Quergelegt

Arndt Deters leitet seit acht Jahren das Produktmanagement der AOK Systems. Im Jahr 2016 stehen große Veränderungen an. Im Interview berichtet der 51-Jährige über Umbaumaßnahmen im Produktmanagement und welche positiven Effekte sich für Kunden ergeben.

Arndt Deters, Abteilungsleiter Produktmanagement der AOK Systems

Das Jahr 2015 markiert das Rollout-Ende der großen oscare®-Module in der AOK-Gemeinschaft. Jetzt erst mal durchatmen?
Die ganz großen Brocken Firmenkundenmanagement, Leistungsmanagement und Privatkundenmanagement sind ausgerollt, das stimmt. Damit steht unseren Kunden eine wirklich umfangreiche Software zur Verfügung, die sich zu Recht GKV-Branchenlösung nennt. Im Produktmanagement und in der ganzen AOK Systems genießen wir den Augenblick, atmen einmal tief durch und nutzen dann den Schwung für Veränderungen.

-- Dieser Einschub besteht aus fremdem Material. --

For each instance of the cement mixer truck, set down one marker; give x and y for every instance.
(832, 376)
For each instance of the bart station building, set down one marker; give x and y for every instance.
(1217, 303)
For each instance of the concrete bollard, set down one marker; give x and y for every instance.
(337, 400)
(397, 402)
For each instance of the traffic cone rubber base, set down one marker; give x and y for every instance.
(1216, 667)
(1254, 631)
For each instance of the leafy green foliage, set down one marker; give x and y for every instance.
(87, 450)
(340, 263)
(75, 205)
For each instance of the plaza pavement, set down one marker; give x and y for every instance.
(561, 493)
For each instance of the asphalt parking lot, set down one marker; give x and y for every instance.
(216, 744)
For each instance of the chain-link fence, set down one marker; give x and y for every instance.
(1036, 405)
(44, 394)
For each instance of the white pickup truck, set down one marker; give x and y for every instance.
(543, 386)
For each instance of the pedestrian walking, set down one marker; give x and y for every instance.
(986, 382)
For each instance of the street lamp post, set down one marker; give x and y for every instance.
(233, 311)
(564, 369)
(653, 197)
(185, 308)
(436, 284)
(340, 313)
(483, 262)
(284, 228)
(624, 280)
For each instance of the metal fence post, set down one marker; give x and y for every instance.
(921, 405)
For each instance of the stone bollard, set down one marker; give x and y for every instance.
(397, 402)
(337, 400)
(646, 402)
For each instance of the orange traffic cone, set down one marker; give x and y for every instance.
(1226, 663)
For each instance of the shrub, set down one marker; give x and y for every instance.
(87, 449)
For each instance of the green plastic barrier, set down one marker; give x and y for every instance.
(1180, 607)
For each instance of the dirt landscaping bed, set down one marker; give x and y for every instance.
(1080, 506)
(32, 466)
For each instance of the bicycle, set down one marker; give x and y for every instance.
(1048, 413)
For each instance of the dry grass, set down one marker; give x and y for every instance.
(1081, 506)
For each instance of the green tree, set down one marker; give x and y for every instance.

Welche Veränderungen werden das sein?
Wir haben uns im Produktmanagement bisher stark an den SAP-Modulen orientiert und uns intern auch so aufgestellt. Hier werden wir modifizieren. Die Grenzen der Verantwortlichkeit endeten bislang am Rand des Moduls. Es gibt aber viele Prozesse, die durchlaufen eine Reihe von oscare®-Bestandteilen, bewegen sich z. T. sogar außerhalb des Kerns, wenn es um angebundene Lösungen geht. Künftig werden wir im Produktmanagement eine End-to-End-Prozessverantwortung etablieren.

Ein Beispiel.
Will ich als Versicherter meiner Kasse Informationen, z. B. über ein Formular, zukommen lassen, gibt es verschiedene Möglichkeiten. Ich kann es in Papierform senden, über eine Online-Geschäftsstelle oder über eine mobile App. Hier sind schon mehrere Softwarebestandteile einbezogen. In der Vergangenheit haben sich dann die verantwortlichen Produktmanager zusammengesetzt und eine Lösung entworfen. Dies wird auch in Zukunft so sein – allerdings etablieren wir ergänzend eine eindeutige Prozessverantwortung bei einem Produktmanager.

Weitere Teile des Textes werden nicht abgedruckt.